Verder heeft de verdediging aangevoerd dat ter zake feit 1 ontslag van alle rechtsvervolging moet volgen, omdat er sprake was van vrijwillige terugtred. De inhoud van de Encrochat berichten moet worden beschouwd in de context van de hoog opgelopen emoties bij de verdachte, waarbinnen de berichten zijn gewisseld. Later is de verdachte hiervan terug gekomen. Dit blijkt uit de omstandigheid dat er via Encrochat slechts in een zeer kort tijdbestek is gesproken over een liquidatie en er bovendien nooit uitvoering is gegeven aan de voorgenomen liquidatie, terwijl hier wel gelegenheid voor was. De terugtred kan blijken uit Encrochat berichten, maar de dataset is op dat punt helaas onvolledig aldus de verdediging.

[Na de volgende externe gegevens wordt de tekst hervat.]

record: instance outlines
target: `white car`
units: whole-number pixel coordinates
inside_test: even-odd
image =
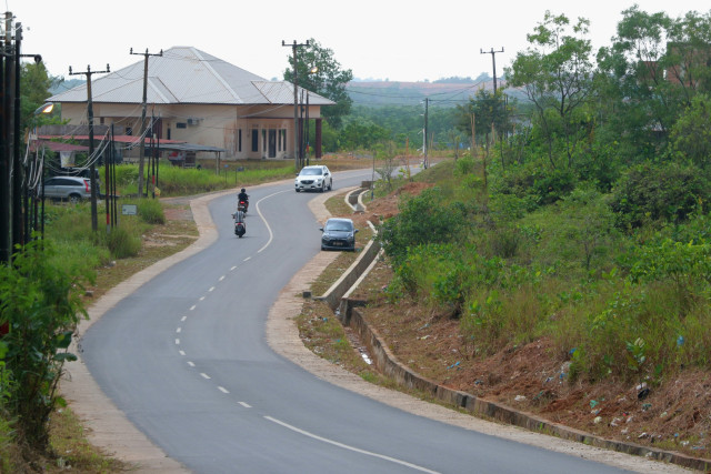
[[[303,167],[294,181],[294,188],[299,191],[319,191],[333,189],[333,177],[328,167],[313,164]]]

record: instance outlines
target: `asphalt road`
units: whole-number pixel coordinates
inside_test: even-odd
[[[369,172],[337,173],[334,188]],[[248,190],[250,191],[250,190]],[[266,342],[269,309],[319,252],[311,193],[211,202],[217,242],[122,300],[82,340],[128,418],[196,473],[602,473],[610,466],[417,416],[324,382]]]

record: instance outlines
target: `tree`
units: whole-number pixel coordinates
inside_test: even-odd
[[[602,103],[613,104],[602,112],[628,153],[644,159],[665,149],[678,118],[711,89],[711,17],[637,6],[622,14],[612,46],[598,53]]]
[[[50,75],[42,62],[27,62],[20,69],[20,130],[34,127],[34,111],[52,95],[52,85],[63,79]],[[38,118],[38,120],[41,120]]]
[[[585,110],[593,93],[592,47],[585,38],[589,24],[579,18],[571,27],[564,14],[547,11],[543,22],[527,37],[529,49],[519,52],[505,70],[509,85],[523,87],[534,104],[553,168],[560,164],[554,153],[558,147],[568,168],[572,167],[577,147],[589,132],[581,124],[591,124]]]
[[[705,94],[691,100],[691,107],[671,129],[672,150],[678,157],[705,169],[711,161],[711,98]]]
[[[485,89],[479,89],[473,98],[469,99],[469,103],[457,105],[457,128],[471,137],[471,117],[474,115],[475,133],[479,137],[489,137],[491,133],[491,124],[497,133],[511,131],[509,123],[510,109],[504,103],[503,92],[501,89],[491,92]]]
[[[318,68],[317,71],[311,72],[314,67]],[[336,105],[322,108],[321,115],[331,127],[340,129],[343,117],[350,113],[353,102],[346,91],[346,84],[353,79],[353,71],[341,69],[341,64],[333,58],[333,51],[311,38],[309,46],[299,49],[297,53],[297,73],[299,87],[336,102]],[[293,56],[289,56],[284,81],[293,82]]]

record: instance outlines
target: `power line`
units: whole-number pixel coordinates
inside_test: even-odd
[[[93,74],[102,74],[111,72],[111,68],[107,63],[106,71],[92,71],[90,65],[87,65],[87,70],[83,72],[72,72],[71,65],[69,67],[69,75],[86,75],[87,77],[87,120],[89,121],[89,155],[93,154],[93,105],[91,102],[91,77]],[[99,229],[99,221],[97,216],[97,167],[94,161],[91,161],[90,171],[91,175],[91,230],[97,231]]]
[[[158,54],[151,54],[148,52],[148,48],[146,52],[133,52],[133,48],[131,48],[130,54],[142,56],[143,57],[143,100],[141,101],[141,148],[138,153],[138,196],[139,199],[142,196],[141,190],[143,184],[143,160],[146,157],[146,102],[148,101],[148,58],[151,56],[163,56],[163,50],[161,49]]]

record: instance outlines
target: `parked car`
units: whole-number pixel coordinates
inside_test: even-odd
[[[344,218],[331,218],[321,228],[321,250],[356,250],[358,229],[353,221]]]
[[[97,181],[97,195],[99,181]],[[80,177],[54,177],[44,181],[44,198],[79,202],[91,198],[91,180]]]
[[[313,164],[303,167],[294,181],[297,192],[299,191],[320,191],[333,189],[333,177],[328,167],[323,164]]]

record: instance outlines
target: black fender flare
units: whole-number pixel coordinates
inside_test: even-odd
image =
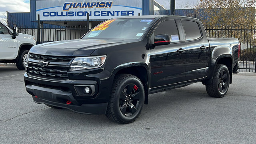
[[[215,70],[215,69],[217,66],[217,64],[218,64],[218,62],[221,59],[225,58],[230,58],[231,59],[231,71],[230,70],[229,74],[230,77],[230,83],[231,84],[232,83],[232,78],[233,77],[233,75],[232,74],[232,64],[233,62],[233,56],[232,55],[230,54],[226,54],[220,55],[216,58],[212,58],[209,64],[209,68],[208,69],[207,73],[206,75],[206,76],[207,76],[208,78],[209,78],[203,80],[202,82],[204,84],[210,84],[212,83],[212,77],[213,76],[214,72]]]
[[[145,90],[145,102],[144,104],[148,104],[148,88],[150,87],[150,71],[148,65],[145,62],[135,62],[129,63],[126,63],[124,64],[120,64],[115,68],[112,73],[114,76],[118,72],[126,68],[131,68],[133,67],[142,66],[145,68],[147,74],[147,82],[146,85],[144,85],[144,89]]]

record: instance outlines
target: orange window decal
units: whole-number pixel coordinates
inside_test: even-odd
[[[94,28],[94,29],[92,30],[92,31],[105,30],[105,29],[109,26],[108,25],[111,22],[114,22],[115,20],[108,20],[101,24],[100,25]]]

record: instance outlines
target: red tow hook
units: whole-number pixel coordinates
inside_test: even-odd
[[[71,102],[71,101],[68,100],[66,103],[67,104],[71,104],[72,103],[72,102]]]

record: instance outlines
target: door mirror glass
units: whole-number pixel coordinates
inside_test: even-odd
[[[18,28],[17,26],[14,26],[13,27],[13,33],[12,35],[12,39],[16,38],[16,36],[19,35],[19,32],[18,32]]]
[[[154,44],[155,46],[169,44],[171,42],[168,34],[160,34],[155,36]]]
[[[12,35],[14,36],[19,35],[19,32],[17,26],[14,26],[13,27],[13,33],[12,33]]]

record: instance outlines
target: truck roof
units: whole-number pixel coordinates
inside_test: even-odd
[[[164,17],[171,17],[171,18],[179,18],[186,19],[194,19],[198,20],[198,19],[196,18],[188,17],[183,16],[166,16],[166,15],[160,15],[160,16],[154,16],[154,15],[144,15],[144,16],[124,16],[119,18],[115,18],[113,19],[122,19],[122,18],[154,18],[155,19],[158,19],[160,18]]]

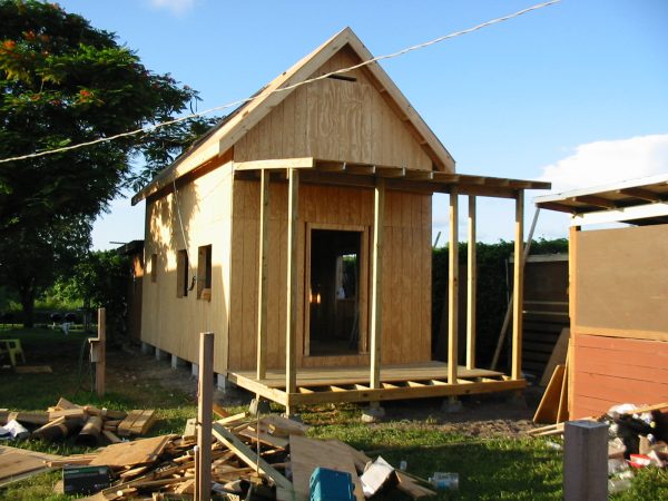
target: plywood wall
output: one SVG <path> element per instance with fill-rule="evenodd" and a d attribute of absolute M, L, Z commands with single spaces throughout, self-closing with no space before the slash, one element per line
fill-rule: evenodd
<path fill-rule="evenodd" d="M 232 229 L 229 367 L 255 367 L 259 184 L 235 180 Z M 431 196 L 389 191 L 385 207 L 383 363 L 431 360 Z M 287 184 L 272 183 L 268 249 L 267 367 L 285 365 Z M 373 224 L 373 191 L 299 187 L 299 366 L 360 365 L 358 356 L 304 356 L 304 258 L 307 223 Z M 366 314 L 366 312 L 364 313 Z M 363 323 L 364 324 L 364 323 Z"/>
<path fill-rule="evenodd" d="M 573 331 L 668 341 L 668 225 L 577 232 L 574 253 Z"/>
<path fill-rule="evenodd" d="M 346 49 L 313 76 L 357 63 Z M 364 69 L 297 88 L 235 145 L 235 160 L 314 157 L 431 170 L 432 160 Z"/>
<path fill-rule="evenodd" d="M 576 334 L 571 419 L 668 401 L 668 342 Z"/>
<path fill-rule="evenodd" d="M 178 206 L 178 210 L 177 210 Z M 181 223 L 183 220 L 183 232 Z M 232 165 L 226 164 L 174 193 L 147 200 L 141 340 L 197 362 L 200 332 L 214 332 L 214 370 L 227 369 Z M 177 252 L 187 247 L 188 279 L 197 275 L 198 247 L 212 245 L 212 298 L 197 298 L 197 286 L 177 297 Z M 151 255 L 157 273 L 151 278 Z"/>

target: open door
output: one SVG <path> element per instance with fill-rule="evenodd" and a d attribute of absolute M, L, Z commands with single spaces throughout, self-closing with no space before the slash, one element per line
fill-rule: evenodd
<path fill-rule="evenodd" d="M 364 227 L 308 226 L 304 355 L 366 350 L 366 236 Z"/>

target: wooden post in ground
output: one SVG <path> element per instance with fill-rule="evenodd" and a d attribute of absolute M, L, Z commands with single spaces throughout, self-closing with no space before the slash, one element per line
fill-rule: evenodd
<path fill-rule="evenodd" d="M 385 179 L 377 178 L 373 204 L 373 244 L 371 275 L 371 371 L 370 386 L 381 387 L 382 289 L 383 289 L 383 225 L 385 212 Z M 377 402 L 372 405 L 377 406 Z"/>
<path fill-rule="evenodd" d="M 197 381 L 197 470 L 195 500 L 212 499 L 212 413 L 214 410 L 214 333 L 199 335 L 199 380 Z"/>
<path fill-rule="evenodd" d="M 512 363 L 511 377 L 522 379 L 522 308 L 524 306 L 524 191 L 515 198 L 515 243 L 512 273 Z"/>
<path fill-rule="evenodd" d="M 458 191 L 450 191 L 450 244 L 449 244 L 449 278 L 448 278 L 448 383 L 456 384 L 459 365 L 459 210 Z"/>
<path fill-rule="evenodd" d="M 466 369 L 475 369 L 475 301 L 478 263 L 475 255 L 475 196 L 469 195 L 469 253 L 466 279 Z"/>
<path fill-rule="evenodd" d="M 569 421 L 563 441 L 564 501 L 608 499 L 608 425 Z"/>
<path fill-rule="evenodd" d="M 287 393 L 286 414 L 291 414 L 289 395 L 297 389 L 297 291 L 298 291 L 298 246 L 297 225 L 299 216 L 299 171 L 288 170 L 287 188 L 287 291 L 285 323 L 285 392 Z"/>
<path fill-rule="evenodd" d="M 105 396 L 105 371 L 107 367 L 107 311 L 98 308 L 97 362 L 95 363 L 95 392 Z"/>
<path fill-rule="evenodd" d="M 257 379 L 266 376 L 267 352 L 267 247 L 269 242 L 269 171 L 261 170 L 259 180 L 259 281 L 257 284 Z"/>

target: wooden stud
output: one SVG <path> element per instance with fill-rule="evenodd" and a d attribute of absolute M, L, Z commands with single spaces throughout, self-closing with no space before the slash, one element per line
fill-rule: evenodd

Mocht de rechtbank verdachte niet volgen in zijn verklaring dat het opzet niet op moord maar op mishandeling was gericht, doet de verdediging het (voorwaardelijk) verzoek om aanvullend onderzoek te doen naar de dataset.
Ter zake het onder feit 2 ten laste gelegde heeft de verdediging zich gerefereerd aan het oordeel van de rechtbank. Wel heeft zij bij haar pleitnotities een factuur overgelegd van de aankoop van de Rolex. Zij verzoekt van de aankoopwaarde van het horloge uit te gaan.
03.135736.20
De verdediging heeft zich gerefereerd aan het oordeel van de rechtbank waar het een bewezenverklaring betreft van het ten laste gelegde onder feit 1, te weten het voorhanden hebben van het wapen met de munitie.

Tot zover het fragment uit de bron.